No exchange of aerosol particles was observed between spaces only connected by the ventilation system (such as adjacent staterooms, both crew and guest), indicating that the likelihood of aerosol exchange between adjacent rooms was very unlikely.

In public spaces, the casino performed the best, since it has built-in filtering for tobacco smoke.  Nonetheless, all venues showed no evidence of aerosol or surface contamination.

In general, particles released in the public areas were not observable after 15 minutes, likely due to dilution in the large spaces.

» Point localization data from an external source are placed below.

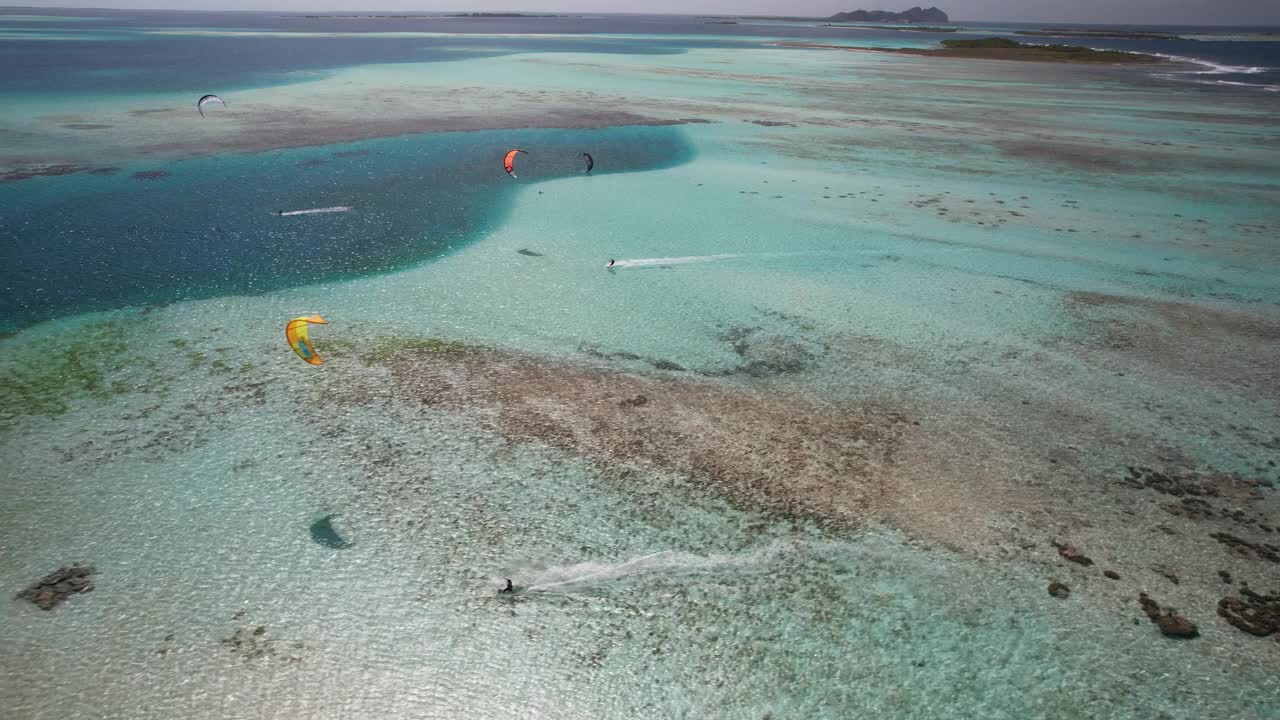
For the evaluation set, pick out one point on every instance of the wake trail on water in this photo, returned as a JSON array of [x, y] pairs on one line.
[[316, 210], [584, 575], [686, 260]]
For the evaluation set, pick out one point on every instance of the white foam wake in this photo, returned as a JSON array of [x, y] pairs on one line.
[[315, 210], [650, 261], [583, 575]]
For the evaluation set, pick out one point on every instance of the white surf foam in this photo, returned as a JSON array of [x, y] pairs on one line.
[[584, 575], [316, 210]]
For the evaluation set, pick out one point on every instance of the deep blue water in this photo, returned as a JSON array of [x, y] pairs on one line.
[[81, 242], [90, 242], [138, 62]]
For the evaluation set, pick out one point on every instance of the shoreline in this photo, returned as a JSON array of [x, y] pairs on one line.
[[1025, 55]]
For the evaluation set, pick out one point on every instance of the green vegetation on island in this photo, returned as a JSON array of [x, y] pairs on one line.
[[1002, 49], [1005, 49]]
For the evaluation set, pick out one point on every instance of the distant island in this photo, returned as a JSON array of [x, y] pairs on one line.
[[1002, 49], [1115, 35], [913, 16], [498, 16]]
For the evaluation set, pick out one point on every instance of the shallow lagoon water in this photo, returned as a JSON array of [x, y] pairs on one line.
[[920, 256]]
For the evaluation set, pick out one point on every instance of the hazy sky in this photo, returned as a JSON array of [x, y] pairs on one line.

Based on the report’s findings, Royal Caribbean has adopted some changes to add more protection for those on board.

These included:

  • Adjusting shipboard settings to allow for the maximum air changes per hour.
    •  Incoming air is filtered twice when it comes into the ship, including through a MERV (minimum efficiency reporting value) 13 filter.
    • It then travels across the ship through the system to be filtered again in local areas, for example a stateroom or the theatre.
  • Upgrading to MERV 13 filters throughout the system.
  • Equipped the medical facilities with an independent ventilation system and has added HEPA filters as an additional precaution.
  • Ocean air is continuously drawn in from one side of the ship for cooling and ventilation, as the existing air is exhausted on the opposite side of the ship.
    • This constant intake of fresh air, combined with the other robust components of the HVAC system, allows for up to 12 air changes an hour in staterooms and 15-20 changes in public venues.
    • This frequency is twice more than what is recommended for land-based public venues by ASHRAE, the American Society of Heating, Refrigerating and Air-Conditioning Engineers.

The filter MERV rating refers to how much it can filter particles in the air, with a higher number meaning a higher level of filtration.  These ratings range between 1 and 20. A MERV rating of 13-16 is considered hospital level air quality.